The Contact Form Entries WordPress plugin before version 1.3.0 contains a CSV injection vulnerability, identified as CVE-2022-3604. The vulnerability was discovered by Francesco Carlucci and publicly disclosed on October 21, 2022. This security issue affects WordPress installations using the Contact Form Entries plugin that processes form submissions from various form plugins including Contact Form 7, Ninja Forms, Elementor Forms, and WP Forms (WPScan).

The vulnerability stems from inadequate data validation when exporting form entries to CSV files. The plugin fails to properly sanitize input data before writing it to CSV format, which can lead to CSV injection attacks. The vulnerability has been assigned a CVSS score of 4.7 (medium severity) and is classified under OWASP Top 10 category A1: Injection and CWE-1236 (WPScan).
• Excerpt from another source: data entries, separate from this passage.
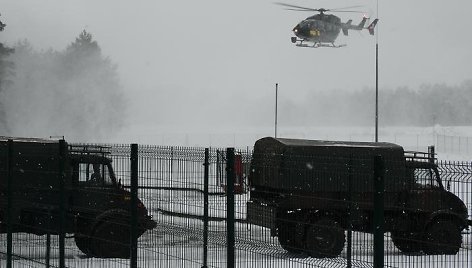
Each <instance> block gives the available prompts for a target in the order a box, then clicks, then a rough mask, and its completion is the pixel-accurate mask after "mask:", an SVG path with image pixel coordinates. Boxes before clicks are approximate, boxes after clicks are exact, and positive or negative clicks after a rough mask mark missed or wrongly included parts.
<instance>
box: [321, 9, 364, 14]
mask: <svg viewBox="0 0 472 268" xmlns="http://www.w3.org/2000/svg"><path fill="white" fill-rule="evenodd" d="M329 11H332V12H336V13H338V12H344V13H365V12H364V11H357V10H334V9H330V10H329Z"/></svg>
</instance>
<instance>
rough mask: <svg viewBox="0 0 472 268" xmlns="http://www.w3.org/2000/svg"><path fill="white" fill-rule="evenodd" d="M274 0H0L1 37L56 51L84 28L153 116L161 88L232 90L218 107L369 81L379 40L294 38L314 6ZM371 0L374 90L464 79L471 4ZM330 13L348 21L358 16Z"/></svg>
mask: <svg viewBox="0 0 472 268" xmlns="http://www.w3.org/2000/svg"><path fill="white" fill-rule="evenodd" d="M274 2H275V1H272V0H257V1H252V0H238V1H226V0H200V1H182V0H181V1H174V0H172V1H170V0H167V1H163V0H159V1H156V0H140V1H130V0H67V1H64V0H41V1H37V0H0V13H1V15H2V16H1V20H2V21H4V22H5V23H6V24H7V25H8V26H7V28H5V31H4V32H2V33H1V34H0V38H1V40H2V42H6V43H7V44H13V43H14V42H16V41H18V40H20V39H28V40H29V41H30V42H31V44H32V45H33V46H34V47H35V48H37V49H48V48H51V47H52V48H54V49H57V50H62V49H64V48H65V47H66V46H67V45H68V44H69V43H71V42H72V41H73V40H74V39H75V37H77V36H78V34H79V33H80V32H81V31H82V30H83V29H86V30H87V31H89V32H91V33H92V34H93V36H94V38H95V40H97V41H98V43H99V45H100V46H101V48H102V52H103V54H104V55H106V56H109V57H110V58H111V60H112V61H113V62H115V63H116V64H118V68H119V72H120V75H121V79H122V81H123V84H124V86H125V90H126V94H128V96H129V98H130V99H133V98H135V99H136V100H137V103H141V104H143V103H144V104H145V105H140V106H141V107H143V106H146V107H148V109H149V110H148V111H147V112H151V113H152V109H151V108H149V106H152V105H155V106H159V105H161V104H163V103H166V102H168V101H169V100H167V99H166V96H165V94H166V93H165V92H169V91H172V92H178V93H179V94H178V95H177V96H174V97H177V98H182V100H180V99H177V100H173V101H174V102H175V104H178V103H179V102H180V101H182V103H186V102H188V101H189V99H190V101H191V99H192V98H194V97H195V96H199V95H201V96H207V97H209V98H210V99H209V102H208V103H207V104H209V105H212V103H211V101H212V100H223V99H224V98H225V96H230V97H234V100H235V103H231V104H229V103H224V104H222V105H221V107H223V108H224V107H228V106H231V105H234V106H237V102H238V101H244V100H245V99H247V98H261V99H264V98H272V96H273V95H274V93H273V92H274V85H275V83H279V85H280V87H279V89H280V96H281V97H284V98H291V99H294V100H297V99H303V98H304V97H305V96H306V95H307V94H308V93H310V92H311V91H314V90H337V89H339V90H360V89H363V88H365V87H371V88H373V87H375V37H373V36H370V35H369V34H368V33H367V32H366V31H364V32H362V33H358V32H355V31H351V32H350V34H349V36H348V37H345V36H342V34H340V36H339V38H338V40H337V43H338V44H347V46H346V47H344V48H340V49H330V48H319V49H308V48H299V47H295V46H294V45H293V44H292V43H291V42H290V37H291V36H292V33H291V29H292V28H293V27H294V26H295V25H296V24H297V23H298V22H299V21H301V20H302V19H304V18H306V17H308V16H310V15H312V14H310V13H309V12H295V11H288V10H285V9H284V8H283V7H281V6H278V5H275V4H274ZM280 2H285V3H290V4H295V5H301V6H308V7H313V8H321V7H323V8H338V7H344V6H352V5H362V6H363V7H362V8H359V10H362V11H365V12H366V14H367V15H369V16H371V17H376V16H377V14H376V13H377V12H376V10H377V2H376V1H374V0H359V1H352V0H350V1H347V0H344V1H333V0H331V1H326V0H324V1H321V0H320V1H314V0H299V1H283V0H280ZM378 2H379V3H378V9H379V14H378V17H379V19H380V21H379V24H378V28H377V30H378V31H379V35H378V38H379V66H380V67H379V71H380V74H379V83H380V88H381V89H382V88H387V87H388V88H395V87H399V86H410V87H413V88H414V87H417V86H419V85H421V84H424V83H430V84H434V83H447V84H450V85H456V84H460V83H461V82H463V81H464V80H466V79H471V78H472V72H471V70H472V68H471V65H472V49H470V47H471V45H472V44H471V41H472V40H471V39H472V37H471V35H470V34H469V31H470V27H471V26H472V16H470V11H471V10H472V1H470V0H456V1H443V0H415V1H406V0H395V1H386V0H379V1H378ZM337 15H338V16H339V17H341V19H342V20H343V21H347V20H348V19H352V20H353V23H358V22H359V21H360V20H361V18H362V14H355V13H338V14H337ZM163 89H165V90H167V91H163ZM163 92H164V93H163ZM184 98H185V99H186V101H184V100H183V99H184ZM201 105H205V103H201ZM133 107H136V106H133ZM270 107H271V106H269V108H270ZM177 108H178V107H177ZM270 109H271V110H272V108H270Z"/></svg>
When exploited, this vulnerability allows attackers to inject formulas into CSV files that can be executed when opened in spreadsheet applications like Excel or LibreOffice. This could potentially lead to data manipulation or malicious code execution when the exported CSV file is opened (WPScan).

The vulnerability has been patched in version 1.3.0 of the Contact Form Entries plugin. Users are advised to update to this version or later to mitigate the risk (WPScan).